I am sure, gentle reader, that you can immediately conjure up the coat of arms in your mind’s eye from this comprehensive description: but I want to concentrate on just one word – fleurs-de-lis. And I am equally sure that you are aware that the word ‘fleurs’ translates into modern English as ‘flowers’. But a study of your mind’s eye image probably fails to find any observable flowers, raising the obvious question, ‘Are fleurs-de-lis actually flowers?’ And the answer, very helpfully, is yes-and-no – yes, in that the translation of the French term ‘fleur-de-lis’ is ‘ lily flowers’; and no, in that the fleur-de-lis or fleur-de-lys is a highly stylized lily flower which is used in heraldry as a symbol of power, might and right..

The use of fleurs-de-lis in heraldic devices goes back as far as the beginning of recorded history. One explanation of its use is that it represents the lily which supposedly sprang up where Eve’s tears fell to the ground as she was expelled from the Garden of Eden – and you can’t go much further back in human history than that! The ancient Greeks regarded the lily … or iris, for, until relatively recent times, the two names were used for the same flower … as the flower of the moon goddess Hera, and so a symbol of purity. This association led to the early Christians associating the flower with the Virgin Mary. In an apparent confusion of dates, Mary supposedly gave Clovis, King of the Franks, a baptismal gift of fleur-de-lis, despite the king having been born more than 400 years after Mary’s death. Be that as it may, when Pope Leo III crowned the French King Charlemagne in the year 800 AD, he presented Charlemagne with a banner of gold fleur-de-lis on a blue background to mark both his greatness and his goodness.

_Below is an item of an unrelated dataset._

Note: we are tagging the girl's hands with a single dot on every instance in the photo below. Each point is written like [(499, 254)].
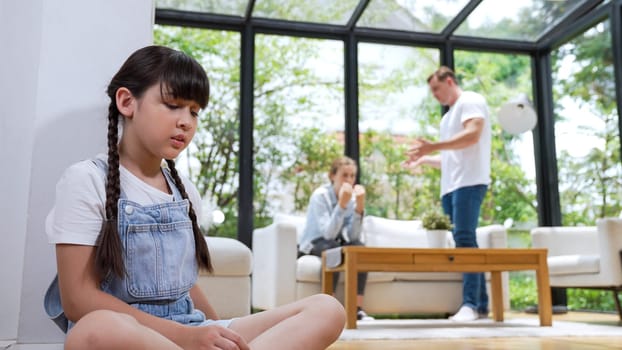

From that point on, the French kings used the fleur-de-lis as an emblem of their sovereignty; and mediaeval Scottish kings, who were close associates of the French, incorporated the device into their coat of arms, with the English monarchs following suit several centuries later. And that is why the fleur-de-lis features in both the Scottish and English versions of the Royal coat of arms to this very day.